En 2006, les indications de la NUT laparoscopique se résument donc essentiellement aux TVEUS des cavités pyélocalicielles: soit superficielles, multifocales, > 2cm, situées dans le calice inférieur et après échec de traitement urétéroscopique; soit infiltrantes, de petites tailles (<3 cm) et de faible grade. Concernant les TVEUS de l'uretère, les tumeurs candidates sont les carcinomes urothéliaux de faible grade, sans atteinte musculaire en TDM.

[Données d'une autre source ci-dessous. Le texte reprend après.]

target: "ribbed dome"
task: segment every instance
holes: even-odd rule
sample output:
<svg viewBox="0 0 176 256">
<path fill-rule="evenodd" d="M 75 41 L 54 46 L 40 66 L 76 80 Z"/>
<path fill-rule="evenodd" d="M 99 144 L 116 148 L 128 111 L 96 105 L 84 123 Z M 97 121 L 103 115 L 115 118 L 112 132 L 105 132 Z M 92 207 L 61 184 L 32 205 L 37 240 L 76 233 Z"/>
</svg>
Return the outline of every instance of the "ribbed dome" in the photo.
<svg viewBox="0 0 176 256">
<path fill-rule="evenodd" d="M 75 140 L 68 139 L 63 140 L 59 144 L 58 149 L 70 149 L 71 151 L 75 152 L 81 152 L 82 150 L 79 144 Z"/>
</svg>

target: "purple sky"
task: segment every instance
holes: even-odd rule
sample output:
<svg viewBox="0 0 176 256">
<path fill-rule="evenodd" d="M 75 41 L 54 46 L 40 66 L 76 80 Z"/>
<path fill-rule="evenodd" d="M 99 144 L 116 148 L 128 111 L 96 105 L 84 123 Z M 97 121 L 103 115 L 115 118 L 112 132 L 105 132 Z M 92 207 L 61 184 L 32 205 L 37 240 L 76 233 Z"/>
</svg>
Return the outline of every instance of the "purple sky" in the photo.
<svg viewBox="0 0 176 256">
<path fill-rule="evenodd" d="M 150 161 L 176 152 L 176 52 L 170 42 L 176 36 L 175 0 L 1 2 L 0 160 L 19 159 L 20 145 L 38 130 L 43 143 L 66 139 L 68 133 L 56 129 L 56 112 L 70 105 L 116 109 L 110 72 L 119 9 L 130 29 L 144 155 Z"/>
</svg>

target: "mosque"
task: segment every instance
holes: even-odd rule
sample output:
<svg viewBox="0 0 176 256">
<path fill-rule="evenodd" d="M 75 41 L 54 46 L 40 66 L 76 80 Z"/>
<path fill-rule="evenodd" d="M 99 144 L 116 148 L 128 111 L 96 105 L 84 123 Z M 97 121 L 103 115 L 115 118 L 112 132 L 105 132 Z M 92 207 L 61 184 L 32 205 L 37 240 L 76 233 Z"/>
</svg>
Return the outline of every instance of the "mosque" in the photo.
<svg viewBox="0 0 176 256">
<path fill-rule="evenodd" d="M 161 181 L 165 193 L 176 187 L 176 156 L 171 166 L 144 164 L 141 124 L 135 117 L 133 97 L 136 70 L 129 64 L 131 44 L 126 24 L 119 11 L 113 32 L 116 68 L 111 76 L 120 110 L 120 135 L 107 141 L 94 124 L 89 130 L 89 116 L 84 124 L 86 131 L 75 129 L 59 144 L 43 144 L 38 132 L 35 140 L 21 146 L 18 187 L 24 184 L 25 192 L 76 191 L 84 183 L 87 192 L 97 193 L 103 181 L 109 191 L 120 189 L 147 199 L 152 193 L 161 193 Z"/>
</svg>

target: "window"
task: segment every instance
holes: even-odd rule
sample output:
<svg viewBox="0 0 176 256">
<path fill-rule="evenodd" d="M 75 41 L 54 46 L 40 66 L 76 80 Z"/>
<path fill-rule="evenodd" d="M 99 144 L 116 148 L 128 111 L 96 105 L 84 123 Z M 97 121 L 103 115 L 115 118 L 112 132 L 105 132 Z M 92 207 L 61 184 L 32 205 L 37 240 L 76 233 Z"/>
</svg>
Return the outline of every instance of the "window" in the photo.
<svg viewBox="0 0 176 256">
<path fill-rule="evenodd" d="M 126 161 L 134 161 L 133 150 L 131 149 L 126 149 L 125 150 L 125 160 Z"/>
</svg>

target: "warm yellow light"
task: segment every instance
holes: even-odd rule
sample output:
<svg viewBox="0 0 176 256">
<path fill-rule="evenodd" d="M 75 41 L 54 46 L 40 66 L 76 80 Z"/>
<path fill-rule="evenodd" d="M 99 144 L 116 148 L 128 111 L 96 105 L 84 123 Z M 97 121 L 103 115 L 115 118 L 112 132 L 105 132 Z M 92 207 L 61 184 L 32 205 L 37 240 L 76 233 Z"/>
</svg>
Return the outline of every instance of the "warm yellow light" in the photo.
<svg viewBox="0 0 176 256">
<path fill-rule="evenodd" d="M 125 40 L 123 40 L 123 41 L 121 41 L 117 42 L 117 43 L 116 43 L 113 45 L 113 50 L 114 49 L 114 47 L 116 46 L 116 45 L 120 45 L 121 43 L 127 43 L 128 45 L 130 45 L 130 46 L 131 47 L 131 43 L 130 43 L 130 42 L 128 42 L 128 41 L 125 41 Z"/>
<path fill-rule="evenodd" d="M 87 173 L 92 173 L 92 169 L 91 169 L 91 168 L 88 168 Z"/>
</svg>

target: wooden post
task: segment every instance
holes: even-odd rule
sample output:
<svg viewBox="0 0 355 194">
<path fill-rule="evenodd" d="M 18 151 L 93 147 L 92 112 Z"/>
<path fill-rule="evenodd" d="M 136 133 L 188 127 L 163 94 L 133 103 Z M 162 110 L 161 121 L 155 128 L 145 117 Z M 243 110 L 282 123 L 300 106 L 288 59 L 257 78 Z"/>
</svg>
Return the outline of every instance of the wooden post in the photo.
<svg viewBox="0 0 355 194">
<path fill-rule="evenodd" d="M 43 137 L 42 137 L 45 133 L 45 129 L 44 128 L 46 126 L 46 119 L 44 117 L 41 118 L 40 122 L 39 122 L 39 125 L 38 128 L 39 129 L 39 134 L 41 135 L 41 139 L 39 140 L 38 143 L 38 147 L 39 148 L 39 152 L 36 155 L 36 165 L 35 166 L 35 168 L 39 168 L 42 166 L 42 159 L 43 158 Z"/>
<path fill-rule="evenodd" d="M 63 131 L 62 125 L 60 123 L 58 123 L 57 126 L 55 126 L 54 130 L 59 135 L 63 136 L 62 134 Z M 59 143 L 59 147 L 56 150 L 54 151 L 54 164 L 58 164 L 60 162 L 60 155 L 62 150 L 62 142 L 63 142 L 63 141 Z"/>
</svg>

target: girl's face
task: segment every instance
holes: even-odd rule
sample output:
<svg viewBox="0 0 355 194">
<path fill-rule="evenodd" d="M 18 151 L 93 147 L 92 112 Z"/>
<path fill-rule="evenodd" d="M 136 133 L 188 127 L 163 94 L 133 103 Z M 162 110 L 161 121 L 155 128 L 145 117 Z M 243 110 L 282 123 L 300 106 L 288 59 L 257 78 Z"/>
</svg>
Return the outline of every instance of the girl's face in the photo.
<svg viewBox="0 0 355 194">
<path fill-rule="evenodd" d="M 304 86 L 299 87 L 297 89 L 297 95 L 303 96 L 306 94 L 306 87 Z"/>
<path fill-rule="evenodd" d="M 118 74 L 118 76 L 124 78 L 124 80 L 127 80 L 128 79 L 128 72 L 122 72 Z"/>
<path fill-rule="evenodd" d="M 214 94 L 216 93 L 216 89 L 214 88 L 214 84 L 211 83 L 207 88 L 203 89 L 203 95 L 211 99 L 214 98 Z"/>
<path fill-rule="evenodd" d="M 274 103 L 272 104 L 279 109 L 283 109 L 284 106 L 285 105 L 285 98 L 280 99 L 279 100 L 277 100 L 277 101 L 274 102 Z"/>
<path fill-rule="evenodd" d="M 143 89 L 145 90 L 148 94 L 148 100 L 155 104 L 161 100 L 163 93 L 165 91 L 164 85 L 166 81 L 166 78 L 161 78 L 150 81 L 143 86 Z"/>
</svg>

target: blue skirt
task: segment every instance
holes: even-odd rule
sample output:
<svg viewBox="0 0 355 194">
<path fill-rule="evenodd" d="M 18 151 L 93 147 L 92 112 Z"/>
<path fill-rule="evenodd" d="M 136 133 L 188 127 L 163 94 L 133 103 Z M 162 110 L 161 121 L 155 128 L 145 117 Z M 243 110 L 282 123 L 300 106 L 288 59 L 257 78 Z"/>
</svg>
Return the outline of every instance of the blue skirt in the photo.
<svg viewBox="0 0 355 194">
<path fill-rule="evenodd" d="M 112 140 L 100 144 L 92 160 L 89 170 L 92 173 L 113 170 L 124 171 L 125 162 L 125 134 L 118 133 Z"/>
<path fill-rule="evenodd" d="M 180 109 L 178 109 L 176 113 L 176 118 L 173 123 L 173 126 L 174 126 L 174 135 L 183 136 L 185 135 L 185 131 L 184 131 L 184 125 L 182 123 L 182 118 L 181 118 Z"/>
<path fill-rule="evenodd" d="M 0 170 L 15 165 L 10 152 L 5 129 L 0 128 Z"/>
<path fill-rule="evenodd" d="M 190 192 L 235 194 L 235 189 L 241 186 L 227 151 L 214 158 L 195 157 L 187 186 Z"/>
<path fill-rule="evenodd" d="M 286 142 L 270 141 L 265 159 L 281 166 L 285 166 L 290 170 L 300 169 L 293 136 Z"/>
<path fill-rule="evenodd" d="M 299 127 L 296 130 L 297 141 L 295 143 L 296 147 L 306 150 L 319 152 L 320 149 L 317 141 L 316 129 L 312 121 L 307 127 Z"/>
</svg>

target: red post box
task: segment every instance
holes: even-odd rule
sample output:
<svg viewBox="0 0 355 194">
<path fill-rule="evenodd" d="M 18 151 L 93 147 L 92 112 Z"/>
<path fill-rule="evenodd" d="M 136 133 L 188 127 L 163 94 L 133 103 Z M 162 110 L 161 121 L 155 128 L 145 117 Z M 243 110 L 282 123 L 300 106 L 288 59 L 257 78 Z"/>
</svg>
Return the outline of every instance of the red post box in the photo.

Pour le bilan pré-opératoire, une meilleure stadification des TVEUS est indispensable. Le couple cytologie urinaire et uro-TDM est un élément de stadification qui sous-estime ou sur-estime certaines TVEUS [29, 30]. L'urétéroscopie diagnostique est devenu un examen important du bilan de stadification. L'urétéroscopie souple permet notamment d'explorer visuellement au moins 95% du haut appareil urinaire et de réaliser des biopsies de la lésion, souvent contributives pour déterminer le grade tumoral [29, 30]. Elle permet de détecter une éventuelle localisation secondaire passée inaperçue à l'imagerie [29, 30]. Un bilan de stadification pré-opératoire plus exhaustif, incluant systématiquement une urétéroscopie diagnostique, permettrait certainement de mieux classifier les TVEUS et d'augmenter le nombre de candidats potentiels à une NUT laparoscopique.

Conclusion

Le recul carcinologique reste encore limité dans les séries de NUT laparoscopique publiées à ce jour. Les résultats à moyen terme de la NUT laparoscopique tendent à démontrer que le contrôle carcinologique est équivalent à celui de la chirurgie ouverte. La NUT laparoscopique peut être une alternative acceptable à la NUT classique pour certaines TVEUS. La voie laparoscopique est associée à une morbidité moindre et permet aux patients de reprendre plus rapidement leurs activités. Toutefois le traitement des tumeurs de la voie excrétrice invasives ou de haut grade doit encore être la chirurgie ouverte compte tenu du risque carcinologique non négligeable de récidive précoce et de métastases lié à la dissection de telles masses tumorales en atmosphère gazeuse.